Rewind to NineteenI don't remember how I left that hospital room.
I just left—I couldn't bear to look into his eyes.
They were the eyes of the nineteen-year-old Julian Wright.
Back then, he would smile at me with his chin propped in his hands, follow me around like an obedient puppy.
He'd ask, "Babe, wanna try the new noodle place at school? I already did—it's seriously good."
He wouldn't get tangled up with other girls' hair ties. Wouldn't forget to come home. Wouldn't rub his temples at me like I was a migraine.

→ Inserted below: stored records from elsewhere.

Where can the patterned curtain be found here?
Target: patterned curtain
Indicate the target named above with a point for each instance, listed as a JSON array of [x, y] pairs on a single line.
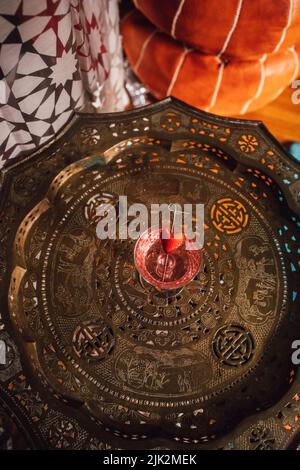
[[56, 56]]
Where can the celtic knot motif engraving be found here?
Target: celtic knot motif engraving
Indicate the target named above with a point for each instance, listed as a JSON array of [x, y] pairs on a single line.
[[93, 341], [229, 216], [261, 439], [233, 345]]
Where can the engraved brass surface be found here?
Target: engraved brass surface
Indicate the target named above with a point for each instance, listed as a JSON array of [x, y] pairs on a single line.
[[117, 363]]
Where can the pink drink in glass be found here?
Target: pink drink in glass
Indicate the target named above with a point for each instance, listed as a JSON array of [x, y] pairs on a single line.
[[165, 271]]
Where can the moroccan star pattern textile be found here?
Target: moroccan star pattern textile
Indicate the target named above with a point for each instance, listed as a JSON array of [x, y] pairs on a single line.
[[56, 56]]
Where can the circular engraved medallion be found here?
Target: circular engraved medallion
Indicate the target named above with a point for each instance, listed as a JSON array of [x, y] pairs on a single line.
[[233, 345]]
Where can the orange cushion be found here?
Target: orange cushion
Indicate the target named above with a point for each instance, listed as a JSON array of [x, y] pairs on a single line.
[[253, 27], [219, 85]]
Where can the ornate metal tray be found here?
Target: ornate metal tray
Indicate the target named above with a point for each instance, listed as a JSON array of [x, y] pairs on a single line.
[[106, 361]]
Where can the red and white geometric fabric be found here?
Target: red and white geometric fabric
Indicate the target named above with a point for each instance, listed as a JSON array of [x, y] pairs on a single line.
[[55, 57]]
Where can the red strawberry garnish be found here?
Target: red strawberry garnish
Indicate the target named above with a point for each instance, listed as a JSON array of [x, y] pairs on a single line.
[[169, 242]]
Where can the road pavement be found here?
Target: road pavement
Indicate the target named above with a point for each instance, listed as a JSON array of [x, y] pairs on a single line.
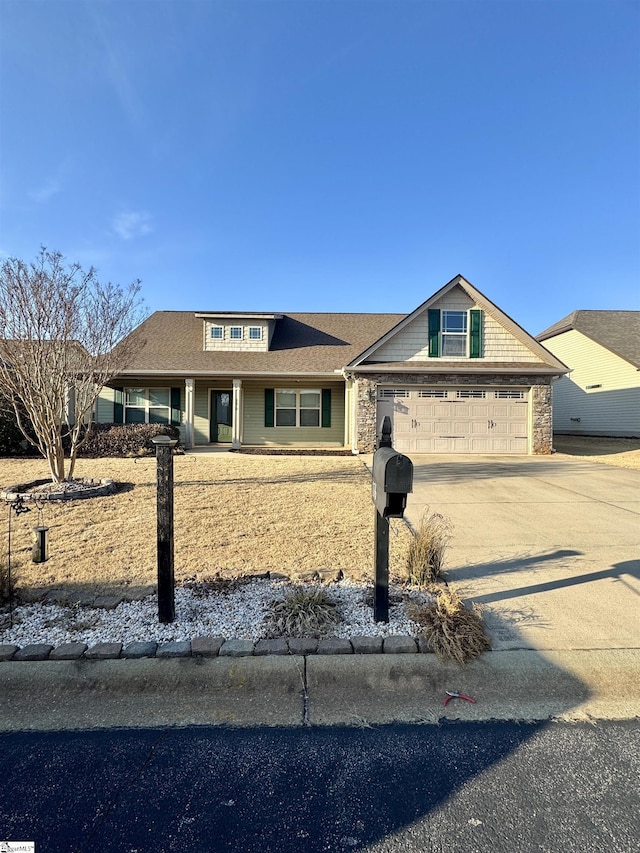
[[467, 787]]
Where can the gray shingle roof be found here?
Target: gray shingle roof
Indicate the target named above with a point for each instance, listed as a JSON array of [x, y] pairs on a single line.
[[302, 342], [618, 331]]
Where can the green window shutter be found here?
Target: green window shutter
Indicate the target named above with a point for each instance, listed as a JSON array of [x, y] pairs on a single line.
[[175, 407], [475, 349], [268, 406], [434, 332], [118, 405], [326, 407]]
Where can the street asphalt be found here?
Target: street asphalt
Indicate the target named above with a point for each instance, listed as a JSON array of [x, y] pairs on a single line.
[[547, 545]]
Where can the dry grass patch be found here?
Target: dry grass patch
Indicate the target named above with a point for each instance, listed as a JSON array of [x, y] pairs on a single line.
[[619, 452], [452, 631], [425, 558], [235, 514]]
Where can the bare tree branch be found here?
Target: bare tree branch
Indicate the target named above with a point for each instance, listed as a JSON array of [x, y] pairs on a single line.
[[63, 336]]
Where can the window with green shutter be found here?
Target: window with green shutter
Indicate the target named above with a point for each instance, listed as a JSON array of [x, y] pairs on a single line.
[[326, 407], [118, 405], [268, 406], [475, 342], [434, 332]]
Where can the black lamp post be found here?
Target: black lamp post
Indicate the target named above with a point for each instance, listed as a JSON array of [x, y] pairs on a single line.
[[166, 582]]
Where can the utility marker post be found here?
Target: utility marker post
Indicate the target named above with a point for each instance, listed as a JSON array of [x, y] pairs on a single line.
[[392, 479], [166, 580]]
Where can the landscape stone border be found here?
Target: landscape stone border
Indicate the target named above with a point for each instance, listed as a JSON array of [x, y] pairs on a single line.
[[209, 647], [95, 488]]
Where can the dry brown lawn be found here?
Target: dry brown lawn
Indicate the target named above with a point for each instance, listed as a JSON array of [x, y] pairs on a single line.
[[235, 514], [620, 452]]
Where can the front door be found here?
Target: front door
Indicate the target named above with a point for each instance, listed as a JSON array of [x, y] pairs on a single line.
[[220, 421]]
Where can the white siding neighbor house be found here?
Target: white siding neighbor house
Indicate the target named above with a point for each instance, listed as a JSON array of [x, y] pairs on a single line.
[[601, 393]]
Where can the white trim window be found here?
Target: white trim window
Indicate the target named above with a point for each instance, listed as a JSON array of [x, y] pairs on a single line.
[[147, 405], [297, 408], [453, 334]]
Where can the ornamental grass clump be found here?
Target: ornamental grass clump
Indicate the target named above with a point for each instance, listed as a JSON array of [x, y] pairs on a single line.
[[303, 612], [425, 559], [452, 631]]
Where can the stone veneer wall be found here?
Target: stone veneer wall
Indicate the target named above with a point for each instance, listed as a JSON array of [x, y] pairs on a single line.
[[366, 401]]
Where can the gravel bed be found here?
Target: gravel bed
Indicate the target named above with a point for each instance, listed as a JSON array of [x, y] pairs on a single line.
[[237, 614]]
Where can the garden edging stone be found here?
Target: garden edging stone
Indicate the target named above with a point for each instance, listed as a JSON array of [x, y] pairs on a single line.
[[214, 647]]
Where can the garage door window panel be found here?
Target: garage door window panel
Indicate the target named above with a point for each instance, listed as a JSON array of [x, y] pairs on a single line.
[[454, 333]]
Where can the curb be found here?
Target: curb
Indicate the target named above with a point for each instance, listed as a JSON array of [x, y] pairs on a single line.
[[318, 690]]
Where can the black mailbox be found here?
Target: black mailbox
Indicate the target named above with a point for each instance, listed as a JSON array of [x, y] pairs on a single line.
[[392, 481]]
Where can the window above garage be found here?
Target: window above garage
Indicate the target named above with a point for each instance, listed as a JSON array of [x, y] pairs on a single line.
[[455, 334]]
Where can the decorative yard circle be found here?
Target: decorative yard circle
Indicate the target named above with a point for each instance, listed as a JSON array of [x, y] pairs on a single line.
[[67, 490]]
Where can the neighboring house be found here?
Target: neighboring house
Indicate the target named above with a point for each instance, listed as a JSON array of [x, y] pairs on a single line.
[[601, 394], [455, 376]]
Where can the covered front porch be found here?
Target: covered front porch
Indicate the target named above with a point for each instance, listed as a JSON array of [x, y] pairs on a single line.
[[238, 412]]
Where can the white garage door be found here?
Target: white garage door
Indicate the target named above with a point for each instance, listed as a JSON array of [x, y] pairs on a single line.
[[456, 420]]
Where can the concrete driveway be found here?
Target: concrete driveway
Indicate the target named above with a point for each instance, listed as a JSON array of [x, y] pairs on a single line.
[[549, 546]]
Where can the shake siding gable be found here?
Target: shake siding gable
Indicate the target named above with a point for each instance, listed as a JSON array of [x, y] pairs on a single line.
[[497, 344]]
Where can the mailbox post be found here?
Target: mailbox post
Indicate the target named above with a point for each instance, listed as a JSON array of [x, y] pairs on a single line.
[[166, 581], [392, 480]]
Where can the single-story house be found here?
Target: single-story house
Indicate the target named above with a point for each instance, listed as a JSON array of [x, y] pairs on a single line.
[[457, 375], [601, 393]]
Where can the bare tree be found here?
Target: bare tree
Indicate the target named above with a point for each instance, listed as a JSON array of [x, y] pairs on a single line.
[[63, 337]]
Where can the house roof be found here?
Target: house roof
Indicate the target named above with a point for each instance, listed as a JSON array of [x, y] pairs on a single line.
[[305, 343], [617, 331]]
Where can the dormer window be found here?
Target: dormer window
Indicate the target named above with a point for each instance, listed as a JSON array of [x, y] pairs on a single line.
[[454, 333]]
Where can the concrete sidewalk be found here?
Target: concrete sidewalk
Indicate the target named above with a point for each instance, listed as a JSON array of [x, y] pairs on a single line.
[[358, 690]]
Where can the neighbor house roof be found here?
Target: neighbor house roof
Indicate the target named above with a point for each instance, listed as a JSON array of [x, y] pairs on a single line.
[[309, 343], [617, 331]]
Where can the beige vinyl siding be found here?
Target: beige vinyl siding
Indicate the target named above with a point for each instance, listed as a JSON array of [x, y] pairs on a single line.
[[255, 432], [611, 409], [499, 344]]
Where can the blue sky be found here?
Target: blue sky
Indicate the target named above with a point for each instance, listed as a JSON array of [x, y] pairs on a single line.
[[310, 155]]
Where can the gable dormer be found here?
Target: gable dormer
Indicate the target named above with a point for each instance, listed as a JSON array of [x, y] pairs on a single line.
[[238, 332]]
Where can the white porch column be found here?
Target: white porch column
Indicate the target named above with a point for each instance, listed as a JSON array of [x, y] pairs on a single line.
[[188, 412], [236, 420], [69, 406]]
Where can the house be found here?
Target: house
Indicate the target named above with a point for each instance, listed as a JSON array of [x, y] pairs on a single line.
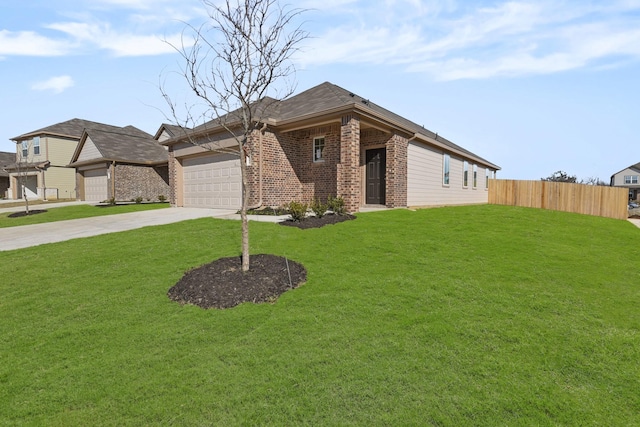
[[42, 156], [629, 178], [327, 141], [120, 164], [6, 159]]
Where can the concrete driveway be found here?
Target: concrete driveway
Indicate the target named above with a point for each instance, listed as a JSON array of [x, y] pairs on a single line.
[[38, 234]]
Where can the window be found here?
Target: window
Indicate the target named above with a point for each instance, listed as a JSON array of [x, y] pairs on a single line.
[[445, 169], [475, 176], [318, 149], [465, 174]]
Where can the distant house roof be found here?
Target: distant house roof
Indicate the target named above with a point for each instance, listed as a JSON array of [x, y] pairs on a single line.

I sat in my car in the hospital parking lot for forty minutes.
My phone buzzed. A text from an unknown number.
"Claire, it's me. Julian. I borrowed a nurse's phone."
"Why did you leave?"
"Did I do something wrong?"
"Please come back. I'm scared."
I pressed my forehead against the steering wheel.
The Julian I'd married would never have admitted he was scared. Would never have chased me. Would have let the silence stretch for days, confident I'd fold first.
This Julian—the one who remembered loving me and nothing else—was terrified of being alone in a hospital room.
I drove home. Showered. Changed. Sat on the couch and stared at the wall until it was dark.
Then I called his mother.
"I'll help him recover," I said. "But once his memory comes back, I'm done. For real this time."
His mother cried. Thanked me. Called me a saint.
I wasn't a saint. I was just the idiot who still couldn't say no to Julian Wright's frightened eyes.